In amazement, you stare after them. They float like snowflakes across your yard, catching in the fence and fluttering in the branches of an old Elm tree. When you’ve recovered from your shock, you realize something astonishing: how will you know what to be or do or feel today, without the papers?
Sitting up in your bed, mouth agape, you stare down at the now overturned hat beside your bed. You lean down to pick it up, and as you do, you notice a corner of white paper stuck in the hatband. Quickly, you pluck this straggler out, then look inside the hat…yup…empty for sure, just this last one. With a sigh, you turn it over to read it; perhaps there is one last bit of direction from the hat after all. What you read, you don’t believe. You haven’t had this sort of word before. It makes no sense. It is bewildering, baffling, downright maddening. How could a word like this have made it into the hat? It isn’t something you’d ever bargained for. What would make someone put this word into the hat?
You turn it over, hoping for more. This seems to be more of a post script, or an unfinished game of hang man. This should not be happening. But there it is, in bold letters: MAYBE.
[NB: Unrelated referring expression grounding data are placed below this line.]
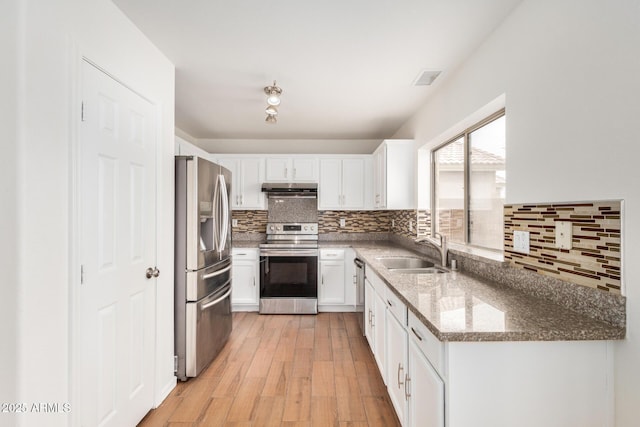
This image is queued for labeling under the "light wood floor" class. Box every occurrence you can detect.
[138,312,400,427]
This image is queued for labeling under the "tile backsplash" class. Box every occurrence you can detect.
[232,209,417,236]
[232,210,268,233]
[504,201,622,294]
[319,210,391,233]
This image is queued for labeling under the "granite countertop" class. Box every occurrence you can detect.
[353,245,625,342]
[232,241,262,249]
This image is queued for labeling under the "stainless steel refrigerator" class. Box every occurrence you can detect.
[174,156,232,381]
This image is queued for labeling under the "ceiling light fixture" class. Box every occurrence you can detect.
[264,80,282,124]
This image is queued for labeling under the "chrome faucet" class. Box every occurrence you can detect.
[415,233,448,267]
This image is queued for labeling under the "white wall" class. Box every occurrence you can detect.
[394,0,640,425]
[0,3,20,426]
[10,1,175,426]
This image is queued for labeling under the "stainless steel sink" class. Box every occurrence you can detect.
[391,267,447,274]
[376,257,435,269]
[376,257,447,274]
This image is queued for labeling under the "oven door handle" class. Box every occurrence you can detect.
[260,249,318,257]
How would it feel to open your spirit each morning to the possibility of wonder and delight? Each day the practical matters may be no different than the day before. But if you’ve heard a little bird say, “Maybe,” then today has potential. It might change your morning. Perhaps you wake your children for school by rubbing their backs and saying, “Welcome to the day, sweetie,” rather than yelling up the stairs. Instead of grumbling with your head down at your desk, you might step into work with a light-hearted “Good Morning.” Greet your doctor’s appointments with openness, and a mind that is ready to accept a hopeful word. No matter what the day may bring, keep in mind the wisest word in the hat, “maybe.”
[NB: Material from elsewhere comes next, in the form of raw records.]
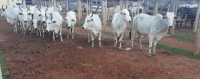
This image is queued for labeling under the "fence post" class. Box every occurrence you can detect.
[77,0,82,25]
[153,0,158,15]
[171,0,179,34]
[194,4,200,32]
[194,18,200,55]
[0,64,2,79]
[102,0,107,30]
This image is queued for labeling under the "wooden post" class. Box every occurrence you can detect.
[53,0,56,9]
[120,0,123,9]
[102,0,106,30]
[0,65,2,79]
[194,4,200,32]
[171,0,179,34]
[86,0,89,15]
[153,0,158,15]
[194,18,200,55]
[23,0,26,8]
[7,0,9,5]
[78,0,82,25]
[125,0,129,9]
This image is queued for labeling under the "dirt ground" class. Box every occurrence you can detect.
[1,17,200,79]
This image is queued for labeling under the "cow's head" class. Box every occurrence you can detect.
[120,9,131,23]
[163,12,175,28]
[19,7,28,23]
[46,18,52,32]
[82,14,95,29]
[64,11,76,27]
[37,7,46,23]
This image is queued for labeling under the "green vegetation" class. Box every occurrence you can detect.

Write a story about a day in which “maybe” is the watchword. How would you greet each moment with hopefulness? Write about how it would go, from the moment you wake, until you lay your head on your pillow at night.
Then write the word “maybe” on a card, and place it on your night stand so it is the first thing you see in the morning. Be intent on coming to your senses in the morning, with “it may be” on your lips. Let hope settle itself into your bones as you begin each day. I don’t intend for you to “Polly-Anna” your way through life, and no one else will love you for that either. It won’t serve you to see the world through rose-colored window-panes. Instead, be hopeful. Hope is much wiser and far truer.

(from Who Am I Really? Finding Yourself Along Life's Pathway 2009 by Katie Estvold)


Marion said...

Happy Birthday! Thank you for your gift of words. They are a timely treat on this foggy morning as the sun, somewhere beyond the fog, brightens as the day matures. Best wishes to you.

sarah haliwell said...

Happiest of birthdays to you!

Such beautiful words, thank you so much for sharing them. They shall inspire me today and for many days.

Laura said...

Best wishes for a happy birthday, my friend! This world is just a little more beautiful because of your hearte.

Birthday hugs,
Laura :)

Doreen said...

Joyous Birthday to you Katie! I hope you have an absolutely wonderful and love filled day.
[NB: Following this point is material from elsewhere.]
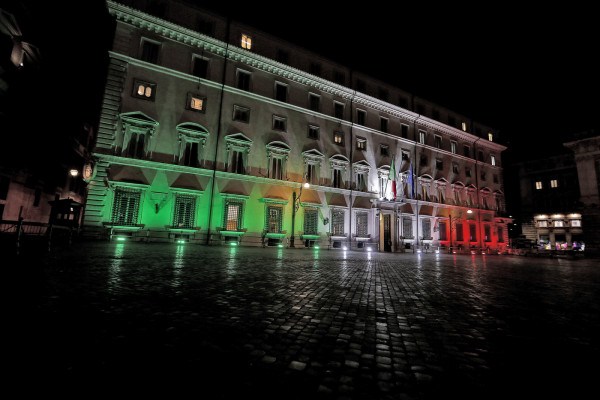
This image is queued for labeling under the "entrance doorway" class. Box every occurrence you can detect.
[383,214,391,252]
Hugs, Doreen share a birthday with my dad :)

Tammie Lee said...

Thank you for visiting! Now I get to meet you and it is lovely to meet you through your blog.
I wish you a very happy birthday, may your new year be overflowing with blessings and dreams come true!

I love self heal! You have added to my knowledge of its gifts. I feel drawn to this lovely little being even more.

Your writing on 'maybe' is wonderfully charming and inspiring, thank you for giving us a gift on your birthday~

Anonymous said...

happy birth day beautfiul girl...
thank you for being such a gift to your family, all of us, who love you so very much.